The issue was edited by the Research Associate, Farid Guliyev, and includes articles by the Network members Surayya Mammadova, Lucy Wallwork and the Hub’s staff members Farid Guliyev and Nazaket Azimli.
Farid Guliyev’s article for NRGI’s Blog provides a brief summary of the issues analysed in the December issue.
Resource-rich governments tend to overspend extractives revenues on large infrastructure projects and underinvest in education, healthcare and social welfare. This is a key component of the so-called resource curse paradigm , and one clearly exhibited in the case of quintessentially oil-dependent Azerbaijan, according to a December
Proceeds from oil exports, if managed well, can improve the quality of a country’s schools and universities or build an inclusive medical insurance system. Heathy, well-educated and high-capacity labor is necessary to ensure sustained economic development, and would clearly help countries like Azerbaijan in the longer term.
In a widely-cited paper , economist Thorvaldur Gylfason finds that states with abundant natural resources often inadvertently or deliberately neglect education spending. He argues that “nations that believe that natural [resource] capital is their most important asset may develop a false sense of security and become negligent about the accumulation of human capital.”
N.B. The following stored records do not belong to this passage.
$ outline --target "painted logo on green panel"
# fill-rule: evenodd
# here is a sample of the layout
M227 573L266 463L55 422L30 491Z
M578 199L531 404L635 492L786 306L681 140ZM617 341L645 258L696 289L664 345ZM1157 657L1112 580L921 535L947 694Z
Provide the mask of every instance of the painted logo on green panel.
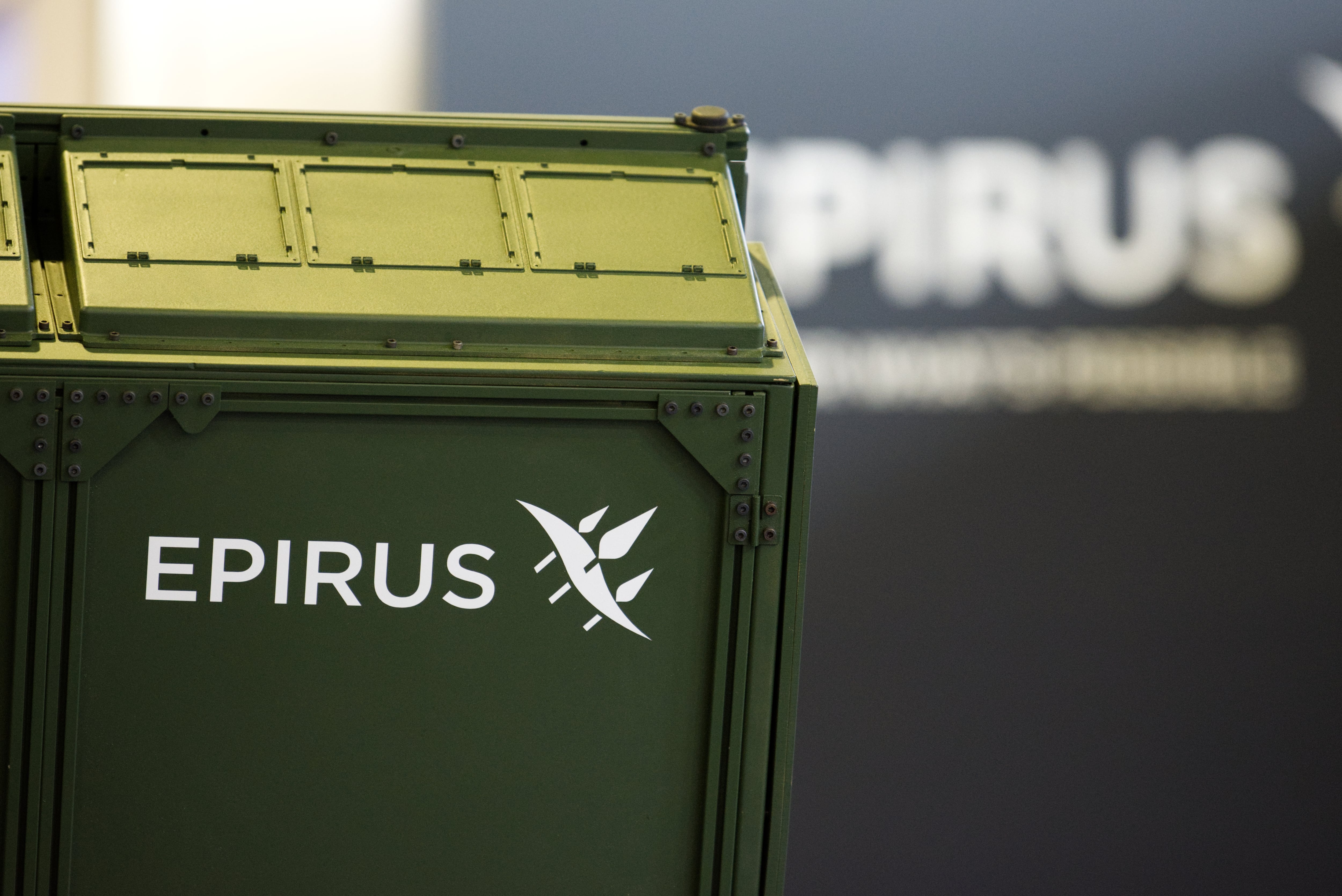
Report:
M605 581L605 573L601 570L601 563L593 563L593 561L613 561L628 554L629 549L633 547L633 542L637 541L644 526L647 526L648 520L652 519L652 514L655 514L658 508L654 507L652 510L639 514L637 516L612 527L601 535L596 550L592 550L592 546L588 545L585 535L586 533L596 530L597 524L601 522L601 516L608 510L607 507L603 507L593 514L588 514L578 520L577 528L574 528L548 510L542 510L535 504L529 504L525 500L518 500L518 503L535 518L535 520L545 530L545 534L549 535L550 541L554 543L554 550L533 567L535 573L539 575L556 557L560 558L564 570L568 573L568 581L565 581L564 585L550 596L550 604L554 604L570 589L576 587L578 594L581 594L586 602L597 610L597 614L588 620L582 626L585 630L590 632L592 626L603 618L611 618L621 628L647 638L648 636L644 634L628 616L625 616L620 605L628 604L637 597L643 583L648 581L650 575L652 575L652 570L646 570L644 573L623 582L612 594L611 586L607 585ZM195 590L164 587L165 575L193 575L196 569L195 563L165 561L164 550L177 551L176 557L181 559L180 551L200 550L200 542L201 539L196 537L149 537L149 554L145 565L145 600L196 600ZM212 542L209 562L209 601L212 604L219 604L224 600L225 585L231 582L250 582L259 577L266 569L267 557L266 550L260 545L247 538L215 538ZM293 543L286 539L275 542L275 604L289 602L291 546ZM433 585L435 550L436 547L433 545L420 545L419 585L413 593L401 596L392 592L386 583L391 545L388 542L377 542L373 559L373 592L377 594L377 600L395 608L411 608L421 604L428 597ZM229 551L234 553L234 565L238 562L238 554L248 555L250 563L247 567L229 569ZM345 569L323 571L323 555L344 557ZM494 557L494 549L484 545L466 543L458 545L447 555L447 571L463 582L475 585L479 587L480 593L475 597L463 597L448 590L443 594L443 600L447 604L464 610L476 610L494 600L494 579L483 571L463 566L462 561L467 557L479 557L488 561ZM303 604L317 604L318 590L322 585L329 585L348 606L360 606L360 600L354 594L350 581L358 575L362 569L364 555L354 545L349 542L309 541L305 570L306 574L303 575Z
M597 563L590 569L588 569L588 566L597 558L619 559L628 554L629 549L633 547L633 542L637 541L639 534L643 533L643 527L648 524L648 520L652 519L652 514L655 514L658 508L654 507L644 514L639 514L631 520L620 523L601 537L601 542L593 551L582 535L596 528L596 524L601 522L601 515L605 514L607 507L584 516L578 520L577 530L574 530L548 510L541 510L535 504L527 504L525 500L519 500L517 503L526 507L531 512L531 516L535 516L535 522L541 523L545 534L550 537L552 542L554 542L554 551L558 551L560 559L564 562L564 570L569 574L572 585L578 589L578 594L585 597L586 602L595 609L600 610L596 616L588 620L586 625L582 628L590 632L592 626L600 622L603 616L607 616L635 634L648 637L639 630L639 626L629 621L629 617L620 609L620 604L627 604L637 597L639 589L643 587L646 581L648 581L648 575L652 575L652 570L635 575L628 582L624 582L615 589L615 594L612 596L611 586L605 583L605 573L601 571L601 565ZM539 571L549 566L550 561L554 559L554 551L550 551L545 559L535 565L537 574L539 574ZM550 596L550 604L568 593L570 582L565 582L560 590Z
Governments might also be de-incentivized from investing in education and building domestic labor capacity: most high-tech technology can typically be supplied by foreign oil corporations, as can a high-skilled workforce. Oil sector jobs also tend to be male-dominated, affecting female labor force participation.
Importantly, foreign oil companies are expected to contribute to countries where they work through corporate social responsibility (CSR) projects and local content policies."
The December 2016 issue of the Caucasus Analytical Digest tested these concepts, looking at the record of human capital accumulation, gender equality and CSR in Azerbaijan during the recent oil boom. Its findings can be summarized as follows:
•The government clearly under-invested in education and healthcare.
•The quality of public education deteriorated precipitously, falling behind even the regional standard.
•The oil curse hurt women more than men, and women have missed out on the dividends of the latest oil boom.
•The contribution by oil companies, notably BP, has been limited to project-affected regions or in and around the Baku area, and most of the education investments have targeted professionals in the energy sector.